In a recent presentation I gave to a state-wide meeting of the Texas Public Relations Association, I discussed how Toyota’s face-to-face, personal contact strategy with customers is working to help the brand overcome its recent (and widely publicized) recall. How? The company is making corrective actions and turning a crisis to a positive – both objectives of good crisis management.
Specific tactics that appear to be working are minimal dealer discussions with the media, which helps keep Toyota’s message consistent. Also, Toyota isn’t using answering machines or referrals – personal one-on-one contact is what they are employing.
Another factor that is working in Toyota’s favor – customers want to be assured their car purchases were justified. After all, nobody wants to feel like they wasted money or got a bad deal. The dealers are giving their customers a reason to be loyal.

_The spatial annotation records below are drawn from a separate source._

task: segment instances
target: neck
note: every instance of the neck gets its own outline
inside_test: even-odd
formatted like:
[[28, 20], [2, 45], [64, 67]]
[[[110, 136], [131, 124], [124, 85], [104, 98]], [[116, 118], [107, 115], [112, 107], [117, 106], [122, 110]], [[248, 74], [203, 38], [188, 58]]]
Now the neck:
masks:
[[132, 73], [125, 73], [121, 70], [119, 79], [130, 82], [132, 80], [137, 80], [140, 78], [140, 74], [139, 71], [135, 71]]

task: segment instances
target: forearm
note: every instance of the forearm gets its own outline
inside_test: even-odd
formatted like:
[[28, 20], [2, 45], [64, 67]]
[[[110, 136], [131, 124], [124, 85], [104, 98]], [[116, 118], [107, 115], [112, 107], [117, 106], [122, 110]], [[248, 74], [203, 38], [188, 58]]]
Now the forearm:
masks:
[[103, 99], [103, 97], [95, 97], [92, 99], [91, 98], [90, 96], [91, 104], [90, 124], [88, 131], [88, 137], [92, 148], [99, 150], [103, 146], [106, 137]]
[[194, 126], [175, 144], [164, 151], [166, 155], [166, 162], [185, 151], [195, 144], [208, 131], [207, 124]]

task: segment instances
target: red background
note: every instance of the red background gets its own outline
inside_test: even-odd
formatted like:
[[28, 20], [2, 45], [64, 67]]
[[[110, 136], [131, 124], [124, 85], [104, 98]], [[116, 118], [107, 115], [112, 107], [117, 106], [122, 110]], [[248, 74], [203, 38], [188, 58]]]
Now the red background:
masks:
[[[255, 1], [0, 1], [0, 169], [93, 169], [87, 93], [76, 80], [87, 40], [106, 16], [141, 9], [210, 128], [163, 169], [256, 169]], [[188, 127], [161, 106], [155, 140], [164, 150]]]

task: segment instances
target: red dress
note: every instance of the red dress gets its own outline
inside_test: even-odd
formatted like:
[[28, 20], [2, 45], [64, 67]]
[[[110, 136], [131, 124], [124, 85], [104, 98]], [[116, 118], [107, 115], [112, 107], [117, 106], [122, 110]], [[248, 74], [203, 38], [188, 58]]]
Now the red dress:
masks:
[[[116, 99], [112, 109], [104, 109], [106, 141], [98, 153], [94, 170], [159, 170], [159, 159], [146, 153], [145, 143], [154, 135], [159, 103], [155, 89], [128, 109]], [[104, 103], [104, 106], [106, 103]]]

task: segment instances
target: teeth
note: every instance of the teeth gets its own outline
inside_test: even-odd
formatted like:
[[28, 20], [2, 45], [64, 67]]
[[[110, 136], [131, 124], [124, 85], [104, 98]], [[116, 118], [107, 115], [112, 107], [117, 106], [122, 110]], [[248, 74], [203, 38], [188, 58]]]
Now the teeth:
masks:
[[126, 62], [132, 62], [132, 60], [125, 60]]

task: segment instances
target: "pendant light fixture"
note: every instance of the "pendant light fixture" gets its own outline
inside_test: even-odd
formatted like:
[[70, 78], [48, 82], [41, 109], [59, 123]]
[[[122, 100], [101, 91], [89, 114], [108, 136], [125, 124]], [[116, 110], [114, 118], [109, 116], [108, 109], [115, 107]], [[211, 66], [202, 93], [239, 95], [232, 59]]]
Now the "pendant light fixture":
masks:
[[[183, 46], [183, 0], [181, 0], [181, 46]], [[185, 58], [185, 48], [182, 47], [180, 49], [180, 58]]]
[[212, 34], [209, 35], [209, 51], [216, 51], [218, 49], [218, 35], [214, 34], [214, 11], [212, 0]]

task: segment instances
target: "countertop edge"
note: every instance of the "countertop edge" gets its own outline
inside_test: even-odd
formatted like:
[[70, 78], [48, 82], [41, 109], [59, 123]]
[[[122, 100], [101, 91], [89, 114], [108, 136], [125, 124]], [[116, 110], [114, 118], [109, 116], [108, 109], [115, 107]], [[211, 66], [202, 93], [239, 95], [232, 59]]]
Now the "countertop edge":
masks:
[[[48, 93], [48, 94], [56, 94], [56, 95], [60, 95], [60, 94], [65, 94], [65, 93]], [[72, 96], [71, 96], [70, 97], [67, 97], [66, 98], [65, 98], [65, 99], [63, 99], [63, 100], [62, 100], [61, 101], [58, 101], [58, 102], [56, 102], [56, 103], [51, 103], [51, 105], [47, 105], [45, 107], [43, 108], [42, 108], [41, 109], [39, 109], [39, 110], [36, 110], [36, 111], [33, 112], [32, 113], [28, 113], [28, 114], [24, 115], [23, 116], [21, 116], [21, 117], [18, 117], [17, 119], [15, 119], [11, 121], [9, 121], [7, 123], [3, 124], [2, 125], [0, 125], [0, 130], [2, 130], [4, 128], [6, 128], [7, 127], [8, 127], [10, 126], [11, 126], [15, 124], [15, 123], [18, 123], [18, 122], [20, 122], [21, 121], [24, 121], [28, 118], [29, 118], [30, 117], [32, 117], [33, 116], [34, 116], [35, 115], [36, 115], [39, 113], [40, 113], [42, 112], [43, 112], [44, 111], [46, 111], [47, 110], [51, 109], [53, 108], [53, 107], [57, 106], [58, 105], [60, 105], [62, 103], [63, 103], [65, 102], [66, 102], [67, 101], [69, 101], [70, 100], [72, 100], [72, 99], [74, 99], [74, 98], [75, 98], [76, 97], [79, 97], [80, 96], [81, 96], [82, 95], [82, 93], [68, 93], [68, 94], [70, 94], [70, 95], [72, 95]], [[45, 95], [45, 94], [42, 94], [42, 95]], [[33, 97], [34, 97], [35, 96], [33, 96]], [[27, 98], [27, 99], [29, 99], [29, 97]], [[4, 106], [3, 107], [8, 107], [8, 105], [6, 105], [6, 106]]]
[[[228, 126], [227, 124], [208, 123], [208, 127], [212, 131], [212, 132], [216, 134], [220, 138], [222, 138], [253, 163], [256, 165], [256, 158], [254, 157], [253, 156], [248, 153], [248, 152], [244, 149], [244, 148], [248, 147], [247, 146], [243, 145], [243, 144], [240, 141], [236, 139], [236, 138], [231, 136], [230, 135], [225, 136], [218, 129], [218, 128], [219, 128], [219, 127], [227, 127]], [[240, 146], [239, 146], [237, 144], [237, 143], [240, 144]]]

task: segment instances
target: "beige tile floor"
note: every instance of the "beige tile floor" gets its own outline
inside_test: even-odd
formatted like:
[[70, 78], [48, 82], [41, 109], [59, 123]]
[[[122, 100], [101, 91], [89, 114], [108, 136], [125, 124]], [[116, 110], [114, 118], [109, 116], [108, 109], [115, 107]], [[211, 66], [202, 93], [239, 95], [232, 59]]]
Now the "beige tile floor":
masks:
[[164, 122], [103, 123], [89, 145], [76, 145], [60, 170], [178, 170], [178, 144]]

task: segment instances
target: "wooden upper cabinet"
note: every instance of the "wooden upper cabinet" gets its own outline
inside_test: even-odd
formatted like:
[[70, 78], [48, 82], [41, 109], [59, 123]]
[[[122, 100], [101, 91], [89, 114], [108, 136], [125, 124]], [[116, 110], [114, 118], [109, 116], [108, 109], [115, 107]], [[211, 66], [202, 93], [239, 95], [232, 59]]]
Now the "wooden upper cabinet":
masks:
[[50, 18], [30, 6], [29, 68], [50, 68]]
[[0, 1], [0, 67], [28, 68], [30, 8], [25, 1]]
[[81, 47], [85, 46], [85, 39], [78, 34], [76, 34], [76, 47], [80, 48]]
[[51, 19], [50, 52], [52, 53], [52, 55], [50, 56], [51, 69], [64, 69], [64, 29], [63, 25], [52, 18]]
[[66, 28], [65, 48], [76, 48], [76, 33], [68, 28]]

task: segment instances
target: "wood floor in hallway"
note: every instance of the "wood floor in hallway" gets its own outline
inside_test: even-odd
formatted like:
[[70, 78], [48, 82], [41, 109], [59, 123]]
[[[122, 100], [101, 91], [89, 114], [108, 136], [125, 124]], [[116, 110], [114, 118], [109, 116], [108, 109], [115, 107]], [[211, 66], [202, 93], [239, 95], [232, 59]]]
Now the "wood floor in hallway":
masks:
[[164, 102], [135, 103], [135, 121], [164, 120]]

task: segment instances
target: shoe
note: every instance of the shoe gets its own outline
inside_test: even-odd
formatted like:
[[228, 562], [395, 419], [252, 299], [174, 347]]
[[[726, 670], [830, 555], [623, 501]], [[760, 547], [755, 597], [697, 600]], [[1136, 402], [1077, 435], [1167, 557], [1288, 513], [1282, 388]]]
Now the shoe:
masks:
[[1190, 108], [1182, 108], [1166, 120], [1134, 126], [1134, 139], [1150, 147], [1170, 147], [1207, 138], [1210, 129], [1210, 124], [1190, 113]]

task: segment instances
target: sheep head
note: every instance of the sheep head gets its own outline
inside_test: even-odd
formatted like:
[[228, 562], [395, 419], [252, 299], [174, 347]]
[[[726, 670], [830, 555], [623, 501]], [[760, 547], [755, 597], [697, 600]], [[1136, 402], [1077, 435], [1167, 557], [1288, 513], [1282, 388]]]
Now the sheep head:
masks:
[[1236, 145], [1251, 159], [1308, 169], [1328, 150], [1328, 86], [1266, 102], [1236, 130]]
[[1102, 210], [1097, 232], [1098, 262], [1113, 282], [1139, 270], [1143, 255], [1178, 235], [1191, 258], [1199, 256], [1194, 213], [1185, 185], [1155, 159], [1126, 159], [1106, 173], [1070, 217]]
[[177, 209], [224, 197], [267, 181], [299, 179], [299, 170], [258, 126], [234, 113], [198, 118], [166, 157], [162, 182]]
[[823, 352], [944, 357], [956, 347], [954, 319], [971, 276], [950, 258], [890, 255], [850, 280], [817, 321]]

Even the academic community is acknowledging that the Toyota recall isn’t as bad as it may have seemed. A recent consumer study at Rice University shows that loyalty to Toyota remains high. Despite millions of recalls, owners of Toyotas still believe in the brand, and would buy it again. The Houston Chronicle discusses the study in an
article by David Kaplan. Toyota owners agreed that Toyota has a strong reputation for quality and that Toyota handled the brake pedal recall appropriately. On a 0-to-10 scale, owners rated Toyota an 8, while owners of 26 other brands averaged a rating of 4 on whether or not they would buy that brand again. Pretty impressive numbers, right? The study concluded that consistent and high customer satisfaction levels in the past “insulate the brand, even if it falters.”
So what does this mean for your brand? No matter how bad the crisis may be, intensive positive corrective action and communication can save or restore your brand. Just ask Firestone, Tylenol or Mattel.